I picked it up and stumbled the 15 feet to the creek. Stumbled, because the mud near the eddy I walked toward was very soft. I didn’t risk releasing it anywhere but into a quiet eddy. The swift main current would quickly remove this last, faint whisper of a chance for survival. In three steps I nearly reached the eddy. In five I was stuck.
I stretched towards the water and eased the fish into it. Ben, of course, was there to help. Since he weighs approximately 190 pounds less than I, he had no trouble staying atop the mud. I shooed him away and tried to keep the small fish upright in the cold water, without losing my balance completely and tumbling bass-ackwards into several inches of goop.
It was tricky.
After about 30 seconds, I had to let go of the fish. It was either that or face the ignominy of waiting for the fire department to fetch me out. Which could take a while since #1 was watching Wrestlemania at a friend’s house for the next several hours; #2 was in Cuba for a week, and a quick pat of my pockets reminded me that I’d left my cell phone in another jacket. Pretty sure Ben had never seen an episode of Lassie so he wouldn’t have a clue what to do either.
I saw the fish's gills flare once, weakly, before it slipped onto its side and drifted into the depths of the eddy.
The next minute or two provided about as much drama as I care to deal with these days. My boots were about a foot deep in muck and resisted every attempt to lift. I corkscrewed my body and rested some of my weight on my hands in the somewhat firmer mud behind me. I formed a tripod of sorts as I struggled to free my right foot. Finally, with a disgruntled sucking sound, the mud released its grip. In another moment, I managed to free the left boot.

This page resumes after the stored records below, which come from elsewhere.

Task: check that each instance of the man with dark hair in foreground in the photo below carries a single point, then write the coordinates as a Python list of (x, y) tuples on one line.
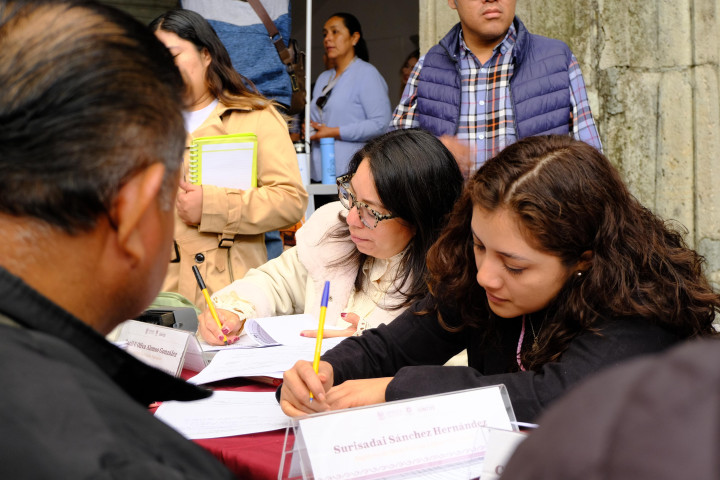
[(92, 140)]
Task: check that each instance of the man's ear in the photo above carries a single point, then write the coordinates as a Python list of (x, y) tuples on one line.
[(134, 200), (585, 261)]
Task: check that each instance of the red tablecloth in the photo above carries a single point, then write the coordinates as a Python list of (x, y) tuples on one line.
[(254, 456)]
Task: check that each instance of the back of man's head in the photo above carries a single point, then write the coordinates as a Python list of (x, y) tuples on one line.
[(89, 97)]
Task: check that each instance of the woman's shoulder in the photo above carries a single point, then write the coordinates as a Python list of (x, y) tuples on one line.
[(366, 68), (247, 115)]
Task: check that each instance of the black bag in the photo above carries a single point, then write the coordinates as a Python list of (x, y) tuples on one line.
[(290, 55)]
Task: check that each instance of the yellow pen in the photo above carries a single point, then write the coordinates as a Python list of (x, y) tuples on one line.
[(201, 284), (321, 328)]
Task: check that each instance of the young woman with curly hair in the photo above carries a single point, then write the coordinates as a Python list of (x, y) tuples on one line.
[(548, 271)]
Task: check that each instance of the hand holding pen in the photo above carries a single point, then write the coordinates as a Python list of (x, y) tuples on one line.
[(213, 312)]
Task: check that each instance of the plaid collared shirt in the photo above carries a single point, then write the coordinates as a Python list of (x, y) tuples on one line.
[(486, 117)]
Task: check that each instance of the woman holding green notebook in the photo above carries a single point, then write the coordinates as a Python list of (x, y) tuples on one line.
[(220, 229)]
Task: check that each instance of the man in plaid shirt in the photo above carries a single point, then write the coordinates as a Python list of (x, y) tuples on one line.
[(490, 82)]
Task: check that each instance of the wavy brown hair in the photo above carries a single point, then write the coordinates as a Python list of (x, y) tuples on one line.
[(568, 199), (224, 83)]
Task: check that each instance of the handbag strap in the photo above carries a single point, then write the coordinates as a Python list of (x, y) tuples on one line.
[(275, 36)]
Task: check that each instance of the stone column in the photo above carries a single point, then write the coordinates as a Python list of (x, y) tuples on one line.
[(652, 70)]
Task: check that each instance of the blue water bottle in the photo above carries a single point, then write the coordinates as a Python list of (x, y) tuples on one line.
[(327, 153)]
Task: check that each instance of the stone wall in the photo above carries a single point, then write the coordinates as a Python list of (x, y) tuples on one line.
[(652, 73)]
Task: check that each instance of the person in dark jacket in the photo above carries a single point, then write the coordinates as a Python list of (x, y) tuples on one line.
[(490, 82), (655, 418), (92, 138), (570, 275)]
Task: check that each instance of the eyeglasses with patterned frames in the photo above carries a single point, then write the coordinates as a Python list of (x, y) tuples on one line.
[(369, 217)]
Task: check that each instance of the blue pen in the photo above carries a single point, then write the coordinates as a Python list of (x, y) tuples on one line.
[(321, 328)]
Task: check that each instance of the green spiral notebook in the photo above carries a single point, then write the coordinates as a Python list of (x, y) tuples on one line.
[(224, 161)]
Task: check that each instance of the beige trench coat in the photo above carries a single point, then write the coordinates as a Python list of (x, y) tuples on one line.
[(241, 217)]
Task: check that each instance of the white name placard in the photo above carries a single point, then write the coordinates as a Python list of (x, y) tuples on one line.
[(168, 349), (422, 436)]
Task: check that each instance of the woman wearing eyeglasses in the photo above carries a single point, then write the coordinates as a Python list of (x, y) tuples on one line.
[(548, 271), (370, 245), (350, 101)]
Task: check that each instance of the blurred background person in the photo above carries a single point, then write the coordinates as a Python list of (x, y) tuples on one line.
[(407, 67), (92, 137), (350, 101), (221, 229)]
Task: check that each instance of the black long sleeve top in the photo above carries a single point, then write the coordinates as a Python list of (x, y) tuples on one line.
[(413, 349)]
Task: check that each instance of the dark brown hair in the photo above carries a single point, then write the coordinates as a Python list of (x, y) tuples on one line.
[(418, 181), (224, 83), (88, 98), (569, 199)]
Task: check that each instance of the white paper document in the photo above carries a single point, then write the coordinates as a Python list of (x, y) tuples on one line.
[(270, 331), (269, 361), (224, 414)]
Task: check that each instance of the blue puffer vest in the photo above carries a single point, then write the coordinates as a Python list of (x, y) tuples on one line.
[(539, 87)]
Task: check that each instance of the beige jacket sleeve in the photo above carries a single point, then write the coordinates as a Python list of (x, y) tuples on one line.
[(276, 288), (280, 199)]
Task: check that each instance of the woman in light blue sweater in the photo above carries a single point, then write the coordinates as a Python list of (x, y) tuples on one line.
[(350, 102)]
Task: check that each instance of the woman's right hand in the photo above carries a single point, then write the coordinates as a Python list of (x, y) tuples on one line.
[(231, 322), (298, 382)]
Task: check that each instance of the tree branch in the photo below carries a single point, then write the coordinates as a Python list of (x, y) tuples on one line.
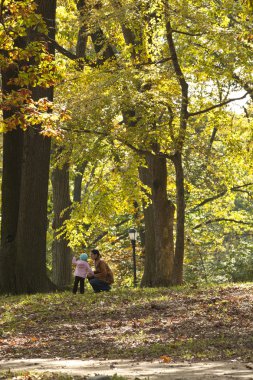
[(222, 220), (217, 105), (221, 194)]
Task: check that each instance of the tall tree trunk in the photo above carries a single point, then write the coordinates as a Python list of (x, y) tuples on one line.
[(77, 193), (179, 249), (149, 235), (30, 268), (159, 219), (61, 251), (163, 221), (24, 215), (11, 181)]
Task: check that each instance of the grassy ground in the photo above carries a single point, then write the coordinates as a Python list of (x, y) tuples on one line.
[(214, 323)]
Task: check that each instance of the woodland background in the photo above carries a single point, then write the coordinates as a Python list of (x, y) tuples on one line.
[(120, 114)]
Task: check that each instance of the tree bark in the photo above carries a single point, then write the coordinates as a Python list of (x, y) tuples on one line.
[(149, 235), (163, 211), (61, 203), (180, 230), (24, 218)]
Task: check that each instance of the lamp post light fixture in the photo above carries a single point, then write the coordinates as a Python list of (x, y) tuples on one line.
[(133, 236)]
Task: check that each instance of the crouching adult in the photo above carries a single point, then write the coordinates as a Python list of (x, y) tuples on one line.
[(103, 276)]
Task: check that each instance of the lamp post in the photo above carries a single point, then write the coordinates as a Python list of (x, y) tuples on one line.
[(133, 235)]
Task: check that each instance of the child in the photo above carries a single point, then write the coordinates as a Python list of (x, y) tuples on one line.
[(81, 271)]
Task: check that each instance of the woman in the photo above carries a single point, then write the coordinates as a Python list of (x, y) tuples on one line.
[(103, 277)]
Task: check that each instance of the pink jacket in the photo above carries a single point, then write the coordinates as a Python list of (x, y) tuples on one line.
[(82, 268)]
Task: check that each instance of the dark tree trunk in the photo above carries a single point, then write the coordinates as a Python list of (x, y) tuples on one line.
[(62, 203), (149, 236), (24, 197), (179, 249), (77, 194), (11, 180), (159, 218), (163, 221), (30, 265)]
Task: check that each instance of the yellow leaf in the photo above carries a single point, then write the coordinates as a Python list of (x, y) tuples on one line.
[(165, 359)]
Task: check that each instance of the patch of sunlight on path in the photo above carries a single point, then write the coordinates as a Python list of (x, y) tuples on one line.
[(135, 369)]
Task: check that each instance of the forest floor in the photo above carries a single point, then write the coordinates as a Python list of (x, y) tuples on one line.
[(176, 328)]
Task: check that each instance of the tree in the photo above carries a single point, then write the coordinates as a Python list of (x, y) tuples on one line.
[(26, 154)]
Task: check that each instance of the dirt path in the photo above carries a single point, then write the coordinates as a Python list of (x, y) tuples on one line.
[(133, 369)]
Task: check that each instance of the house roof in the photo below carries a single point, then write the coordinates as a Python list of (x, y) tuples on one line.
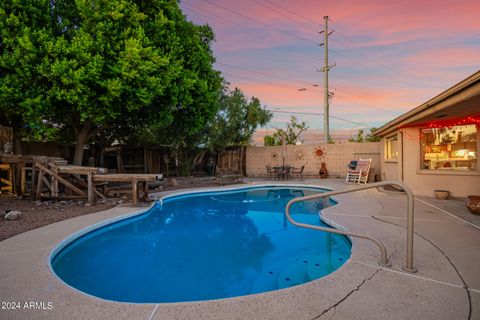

A few slogging steps later, I stood, panting, back atop the bank and marveled - both at my escape and that fish.
I'd found it about four or five feet above the current water level and fifteen feet away from it. The poor, no doubt, still-doomed creature, had to have been lying on muddy land for several hours, very likely for at least 24.
And it flat-out refused to die.
When I picked it up, I was struck by how dry the skin on its exposed side was, especially compared with the relatively slick side which had been lying against the mud. The fish should have been long-dead.
There’s only the slightest doubt in my mind that all I did was extend its dying for a time.
Only the slightest.
But that’s okay. I’m confident it would prefer to take its last breath in the water and am glad it waited for me to help make that happen.